Sebagai negara kaya bertekhnologi canggih, dilindungi negara super power, menjadi negara kesayangan Amerika. Jadi wajarlah bila segala macam keluh kesah dan penderitaan Israel wajib dipahami, dimengerti, dan dan mendapat empati dunia. 

Negara-negara Barat dan sekutunya, bahkan seluruh dunia yang mempercayai sepenuhnya Israel. Bahkan tanpa harus dikatakan termakan propagandanya, sudah pasti setuju bahwa serangan Hamas di 7 Oktober sangat brutal dan melukai hati rakyat Israel.

Namun dunia lupa untuk kilas balik ke belakang. Mengapa bisa terjadi peristiwa 7 Oktober, Apa yang melatarbelakangi peristiwa itu sehingga terjadi?

Dan ketika dunia mencari jawabannya. Melihat ke masa silam, sebelum 7 Oktober terjadi. Ternyata ada beragam kejadian lain yang dilakukan Israel terhadap Palestina, yang ternyata, lebih brutal.

Perampasan rumah-rumah warga Palestina demi pemukim baru Yahudi, penangkapan dan penganiayaan warga Palestina secara semena mena, terutama perempuan dan anak anak, serta beragam peristiwa lain yang ditanggapi dunia dengan maklum, dianggap tontonan biasa-biasa saja. Padahal sudah jelas, sangat melukai dan menganiaya hati dan perasaan warga Palestina.

Penjara Israel di Tepi Barat dipenuhi anak anak Palestina yang ingin membela hak-haknya dengan cara bocah, namun terkalahkan oleh tubuh-tubuh tegap tentara Israel saat menyeretnya dari dalam rumah kala tidur lelap.. Dunia juga dipaksa mafhum dengan banyaknya warga Palestina pindah kewarganegaraan menjadi Israel demi tetap dapat menempati wilayah yang telah direbut paksa oleh negara zionis ini.

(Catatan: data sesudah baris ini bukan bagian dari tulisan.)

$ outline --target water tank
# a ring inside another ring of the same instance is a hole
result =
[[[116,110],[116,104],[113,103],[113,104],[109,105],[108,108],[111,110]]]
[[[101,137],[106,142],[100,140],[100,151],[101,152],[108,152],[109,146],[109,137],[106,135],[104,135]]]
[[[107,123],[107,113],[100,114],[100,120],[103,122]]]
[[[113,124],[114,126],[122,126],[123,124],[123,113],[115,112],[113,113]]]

Beragam luka, beragam penderitaan, beragam kematian, dialami warga Palestina. Setiap detik, hari, minggu, bulan, dan tahun, hingga menjadi sebuah kebiasaan, dan mereka tak merasa sakit lagi karena dipaksa memendam rasa sakit itu. Sementara dunia pun sudah terbiasa, dan dibuat terbiasa dengan pemandangan seperti itu, sehingga bukan hal yang mengejutkan lagi. Dunia lupa bahwa warga Palestina adalah manusia juga, sama seperti mereka.

Hingga terjadinya peristiwa penyerangan Hamas di Oktober, barulah dunia terhenyak, barulah dunia terkejut. Lalu dunia menghakimi dengan ribuan caci maki kepada Palestina, karena dianggap penyebab lahirnya organisasi teroris Hamas. 

Tapi kemudian masyarakat dunia yang tak bodoh ini berpikir kembali. Setelah Israel yang dianggap pahlawan karena memburu Hamas, ternyata justru membantai nyawa hampir dua puluh satu ribu warga Palestina. Jika ini antara Hamas dengan Israel, lau mengapa warga sipil, termasuk wanita, anak anak, orang lanjut usia, bahkan bayi-bayi prematur yang banyak menjadi korban?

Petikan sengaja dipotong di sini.